Advances in technology have improved the survival of infants who were born prematurely and children in ICUs. Approximately 95% of children with DVT and/or PE have one or more underlying risk factor; most have more than one. Therefore, a thorough evaluation is warranted, even when the cause of TE seems obvious.

Acquired Conditions

Use of arterial catheters

Use of arterial catheters or CVCs is the most common risk factor for arterial thromboembolism in children, and cardiac catheterization through the femoral artery to manage congenital heart disease is a frequent cause. Prophylaxis with heparin (100-150 U/kg) during the procedure lowers the incidence of thrombosis from 40% to 8% in children younger than 10 years. In neonates, catheterization of the umbilical artery poses risks similar to these. The absolute incidence of thrombosis is 10-90% when angiographic diagnostic methods are used.
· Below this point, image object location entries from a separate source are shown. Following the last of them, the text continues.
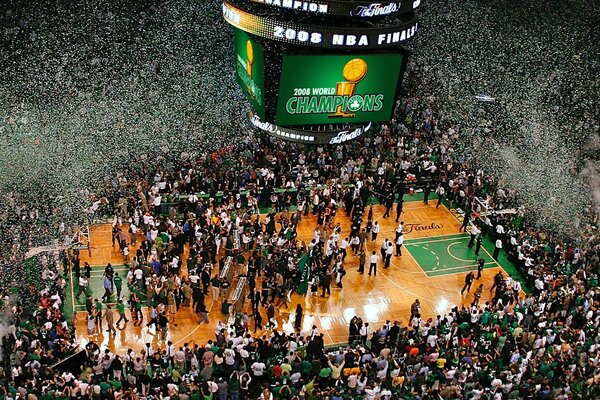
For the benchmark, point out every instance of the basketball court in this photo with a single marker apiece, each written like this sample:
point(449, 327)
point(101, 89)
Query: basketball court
point(435, 258)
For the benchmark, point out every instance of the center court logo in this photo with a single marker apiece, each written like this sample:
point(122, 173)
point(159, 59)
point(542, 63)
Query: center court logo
point(408, 228)
point(341, 101)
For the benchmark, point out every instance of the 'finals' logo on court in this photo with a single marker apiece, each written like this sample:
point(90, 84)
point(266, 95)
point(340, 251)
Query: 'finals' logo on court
point(408, 228)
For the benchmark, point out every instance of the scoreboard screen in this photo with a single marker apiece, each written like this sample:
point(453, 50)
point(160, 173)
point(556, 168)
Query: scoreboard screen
point(337, 89)
point(250, 71)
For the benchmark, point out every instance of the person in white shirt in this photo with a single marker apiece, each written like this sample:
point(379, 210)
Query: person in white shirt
point(399, 242)
point(497, 249)
point(374, 259)
point(375, 230)
point(364, 332)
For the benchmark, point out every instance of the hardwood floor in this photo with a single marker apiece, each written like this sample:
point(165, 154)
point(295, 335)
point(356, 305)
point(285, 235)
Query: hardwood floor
point(387, 296)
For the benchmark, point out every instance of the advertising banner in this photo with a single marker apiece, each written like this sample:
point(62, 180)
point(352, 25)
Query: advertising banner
point(337, 89)
point(250, 70)
point(291, 32)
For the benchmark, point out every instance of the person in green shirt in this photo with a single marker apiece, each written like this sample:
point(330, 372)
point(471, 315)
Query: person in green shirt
point(121, 310)
point(118, 282)
point(98, 313)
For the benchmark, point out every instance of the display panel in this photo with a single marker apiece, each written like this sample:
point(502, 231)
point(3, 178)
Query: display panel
point(250, 71)
point(273, 28)
point(357, 8)
point(337, 89)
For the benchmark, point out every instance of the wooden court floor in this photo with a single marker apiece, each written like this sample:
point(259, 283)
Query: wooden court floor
point(375, 299)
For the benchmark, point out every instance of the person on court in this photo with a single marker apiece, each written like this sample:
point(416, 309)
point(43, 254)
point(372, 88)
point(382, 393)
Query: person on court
point(474, 232)
point(480, 264)
point(399, 242)
point(440, 191)
point(468, 283)
point(374, 259)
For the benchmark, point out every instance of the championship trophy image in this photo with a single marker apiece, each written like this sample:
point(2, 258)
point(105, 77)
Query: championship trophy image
point(354, 71)
point(250, 54)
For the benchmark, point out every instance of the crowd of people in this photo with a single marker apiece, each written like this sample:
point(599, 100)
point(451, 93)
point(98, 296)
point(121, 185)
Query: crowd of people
point(541, 345)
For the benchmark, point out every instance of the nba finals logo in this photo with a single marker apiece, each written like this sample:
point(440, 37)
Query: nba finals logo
point(340, 101)
point(354, 71)
point(250, 54)
point(244, 71)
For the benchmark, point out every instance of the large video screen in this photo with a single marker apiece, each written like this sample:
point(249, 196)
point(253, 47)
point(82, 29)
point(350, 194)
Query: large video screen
point(337, 89)
point(250, 70)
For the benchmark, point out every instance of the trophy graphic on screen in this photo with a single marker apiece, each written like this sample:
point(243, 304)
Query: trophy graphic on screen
point(354, 71)
point(249, 62)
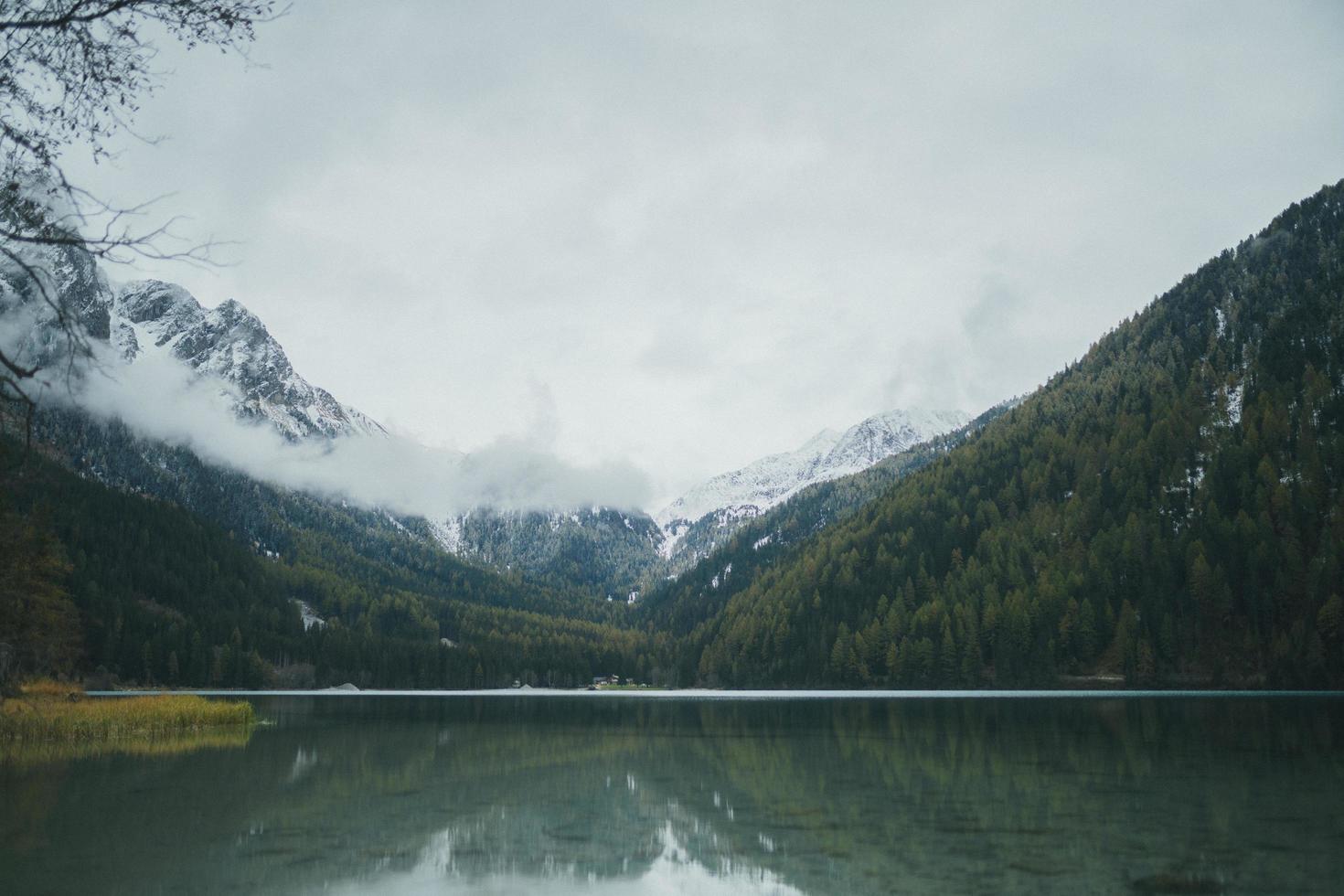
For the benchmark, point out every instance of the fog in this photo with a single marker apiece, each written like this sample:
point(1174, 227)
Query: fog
point(163, 400)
Use of central venous catheters

CVC-associated thrombosis was reported in 29% of children in a report by Nuss et al and in 33% of children in a Canadian series.5  Thrombosis is associated with CVC in 80% of newborns and 50% of children with upper extremity thrombosis.6 The incidence of clinically evident DVT in hospitalized children has increased over the past 15 years, from 0.3 cases to 28.8 cases per 10,000 hospital admissions.7

Antiphospholipid antibody syndrome

Antiphospholipid antibodies, which are detected by finding positive lupus anticoagulant or anticardiolipin antibodies, are associated with thrombosis in both adults and children. In 2 studies of children with systemic lupus erythematosus, the incidences of thromboembolism were 9.2% and 17%. However, most children with antiphospholipid antibody syndrome acquire it incidentally and do not have systemic lupus erythematosus.
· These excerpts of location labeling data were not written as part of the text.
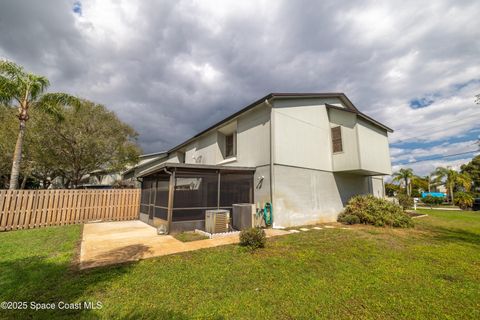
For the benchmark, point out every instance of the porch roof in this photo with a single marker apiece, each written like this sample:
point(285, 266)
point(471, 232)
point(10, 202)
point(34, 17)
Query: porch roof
point(171, 165)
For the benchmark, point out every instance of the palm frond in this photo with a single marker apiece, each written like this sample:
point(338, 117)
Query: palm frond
point(37, 85)
point(53, 103)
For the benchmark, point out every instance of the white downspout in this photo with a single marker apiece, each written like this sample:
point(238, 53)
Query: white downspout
point(272, 153)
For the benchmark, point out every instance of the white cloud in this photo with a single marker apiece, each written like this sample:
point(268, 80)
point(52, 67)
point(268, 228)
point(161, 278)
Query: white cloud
point(173, 68)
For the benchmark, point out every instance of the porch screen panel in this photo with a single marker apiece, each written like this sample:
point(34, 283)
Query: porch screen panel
point(145, 195)
point(235, 188)
point(188, 214)
point(195, 192)
point(161, 199)
point(161, 213)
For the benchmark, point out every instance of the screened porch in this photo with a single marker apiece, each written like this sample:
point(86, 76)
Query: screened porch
point(176, 196)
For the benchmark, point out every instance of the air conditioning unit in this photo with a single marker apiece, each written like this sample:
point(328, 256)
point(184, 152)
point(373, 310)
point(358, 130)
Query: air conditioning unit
point(244, 216)
point(217, 221)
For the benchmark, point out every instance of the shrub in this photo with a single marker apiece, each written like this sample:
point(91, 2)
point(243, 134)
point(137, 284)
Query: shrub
point(349, 219)
point(432, 201)
point(253, 238)
point(464, 200)
point(375, 211)
point(404, 201)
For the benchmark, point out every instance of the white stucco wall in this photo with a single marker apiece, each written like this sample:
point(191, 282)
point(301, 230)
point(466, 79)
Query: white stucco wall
point(302, 134)
point(378, 188)
point(348, 158)
point(253, 138)
point(252, 142)
point(374, 149)
point(306, 196)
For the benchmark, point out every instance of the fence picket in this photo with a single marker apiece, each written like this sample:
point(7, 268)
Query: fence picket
point(23, 209)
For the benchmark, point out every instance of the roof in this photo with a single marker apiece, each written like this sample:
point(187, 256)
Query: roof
point(171, 165)
point(361, 115)
point(154, 157)
point(339, 95)
point(147, 155)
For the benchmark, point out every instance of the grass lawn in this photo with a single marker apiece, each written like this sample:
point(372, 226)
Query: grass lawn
point(429, 272)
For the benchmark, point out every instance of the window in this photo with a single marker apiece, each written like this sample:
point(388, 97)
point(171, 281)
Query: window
point(337, 139)
point(230, 145)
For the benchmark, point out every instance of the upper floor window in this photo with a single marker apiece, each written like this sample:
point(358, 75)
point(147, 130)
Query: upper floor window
point(230, 145)
point(337, 139)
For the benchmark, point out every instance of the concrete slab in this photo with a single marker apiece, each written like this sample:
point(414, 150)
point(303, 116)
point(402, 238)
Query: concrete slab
point(109, 243)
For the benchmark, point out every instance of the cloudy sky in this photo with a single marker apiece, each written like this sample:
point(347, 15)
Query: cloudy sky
point(172, 68)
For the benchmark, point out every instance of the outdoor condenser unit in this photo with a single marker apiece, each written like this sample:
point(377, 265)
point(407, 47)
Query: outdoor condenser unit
point(216, 221)
point(244, 216)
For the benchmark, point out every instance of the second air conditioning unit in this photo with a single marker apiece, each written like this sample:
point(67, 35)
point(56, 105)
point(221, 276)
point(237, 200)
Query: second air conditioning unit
point(244, 216)
point(217, 221)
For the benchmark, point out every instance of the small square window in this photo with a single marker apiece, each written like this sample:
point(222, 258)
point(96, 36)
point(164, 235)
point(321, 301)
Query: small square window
point(337, 139)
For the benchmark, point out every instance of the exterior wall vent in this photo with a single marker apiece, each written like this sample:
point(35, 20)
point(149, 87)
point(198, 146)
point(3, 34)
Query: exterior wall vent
point(217, 221)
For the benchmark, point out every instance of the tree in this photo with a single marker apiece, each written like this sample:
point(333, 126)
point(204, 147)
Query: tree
point(86, 139)
point(406, 175)
point(473, 170)
point(27, 91)
point(452, 180)
point(391, 189)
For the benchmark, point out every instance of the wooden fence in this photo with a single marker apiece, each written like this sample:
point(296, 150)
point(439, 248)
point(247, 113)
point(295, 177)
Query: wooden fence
point(23, 209)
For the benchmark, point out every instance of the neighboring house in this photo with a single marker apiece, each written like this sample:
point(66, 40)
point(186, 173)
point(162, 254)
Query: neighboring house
point(102, 179)
point(306, 154)
point(146, 162)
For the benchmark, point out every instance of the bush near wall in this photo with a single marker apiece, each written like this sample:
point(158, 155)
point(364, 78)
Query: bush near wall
point(375, 211)
point(464, 200)
point(253, 238)
point(432, 201)
point(405, 201)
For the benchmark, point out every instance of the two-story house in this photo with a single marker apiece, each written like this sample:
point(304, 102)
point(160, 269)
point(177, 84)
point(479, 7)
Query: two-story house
point(305, 154)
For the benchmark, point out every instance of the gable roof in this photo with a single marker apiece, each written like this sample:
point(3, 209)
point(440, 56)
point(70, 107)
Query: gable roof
point(340, 95)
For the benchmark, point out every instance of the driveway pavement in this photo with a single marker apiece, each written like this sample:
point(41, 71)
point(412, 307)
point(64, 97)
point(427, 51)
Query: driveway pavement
point(117, 242)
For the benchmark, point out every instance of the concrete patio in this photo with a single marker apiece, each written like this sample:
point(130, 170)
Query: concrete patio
point(109, 243)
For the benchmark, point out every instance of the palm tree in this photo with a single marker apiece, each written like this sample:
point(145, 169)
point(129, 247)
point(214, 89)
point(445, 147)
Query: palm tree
point(406, 175)
point(27, 91)
point(453, 179)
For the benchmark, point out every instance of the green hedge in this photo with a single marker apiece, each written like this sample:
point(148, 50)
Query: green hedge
point(375, 211)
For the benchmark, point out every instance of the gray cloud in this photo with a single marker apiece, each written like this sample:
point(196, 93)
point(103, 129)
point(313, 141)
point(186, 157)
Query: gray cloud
point(172, 68)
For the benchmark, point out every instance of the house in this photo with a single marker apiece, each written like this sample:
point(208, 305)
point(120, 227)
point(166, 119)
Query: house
point(102, 179)
point(305, 154)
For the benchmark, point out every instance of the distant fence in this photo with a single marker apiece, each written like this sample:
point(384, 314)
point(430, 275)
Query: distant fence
point(23, 209)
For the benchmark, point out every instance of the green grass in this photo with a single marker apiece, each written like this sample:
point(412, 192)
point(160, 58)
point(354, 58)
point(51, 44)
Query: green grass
point(429, 272)
point(189, 236)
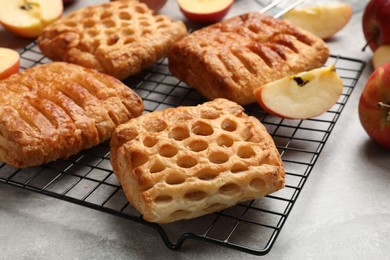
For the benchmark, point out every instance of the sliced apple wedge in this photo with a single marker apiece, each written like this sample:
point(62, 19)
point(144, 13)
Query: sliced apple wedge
point(381, 56)
point(27, 18)
point(205, 11)
point(9, 62)
point(322, 20)
point(305, 95)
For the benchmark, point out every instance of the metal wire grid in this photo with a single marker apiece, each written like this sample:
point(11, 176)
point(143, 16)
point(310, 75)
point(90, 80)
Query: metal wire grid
point(87, 178)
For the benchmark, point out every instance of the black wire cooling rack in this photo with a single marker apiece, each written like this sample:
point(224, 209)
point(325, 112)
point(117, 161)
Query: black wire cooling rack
point(87, 178)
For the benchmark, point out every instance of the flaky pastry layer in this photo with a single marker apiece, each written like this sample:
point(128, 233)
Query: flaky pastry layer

In one study, 95 children with lupus anticoagulant were followed up for a median of 5.3 years. About 10% had bleeding symptoms, whereas 5% had a thrombotic event.

Disseminated intravascular coagulation

Sepsis and disseminated intravascular coagulation have been associated with thromboembolism both in children and adults. Microvascular thrombosis consumes clotting factors, predisposing the patient to both hemorrhage and thromboembolism. Treatment of the underlying cause is essential.

Surgery, immobilization, and prolonged bedrest

The effects of surgery, immobilization, and prolonged bed rest on thromboembolism risk have been studied extensively in adults, and evidence-based recommendations for prophylaxis against thromboembolism have been widely disseminated. Compared with adults, children have a much lower risk of thrombosis after surgery. Therefore, prophylactic administration of heparin or low-molecular-weight heparin (LMWH) is not recommended for children unless additional risk factors are present (eg, obesity, oral contraceptive use, cancer, CVC).

Malignancy

Malignancy-associated thromboembolism has been studied most extensively in children with acute lymphoblastic leukemia. The underlying mechanisms are complex and include the effect of leukemia itself and the use of chemotherapy, especially L-asparaginase. In addition, permanent CVCs are placed in many children with malignancies.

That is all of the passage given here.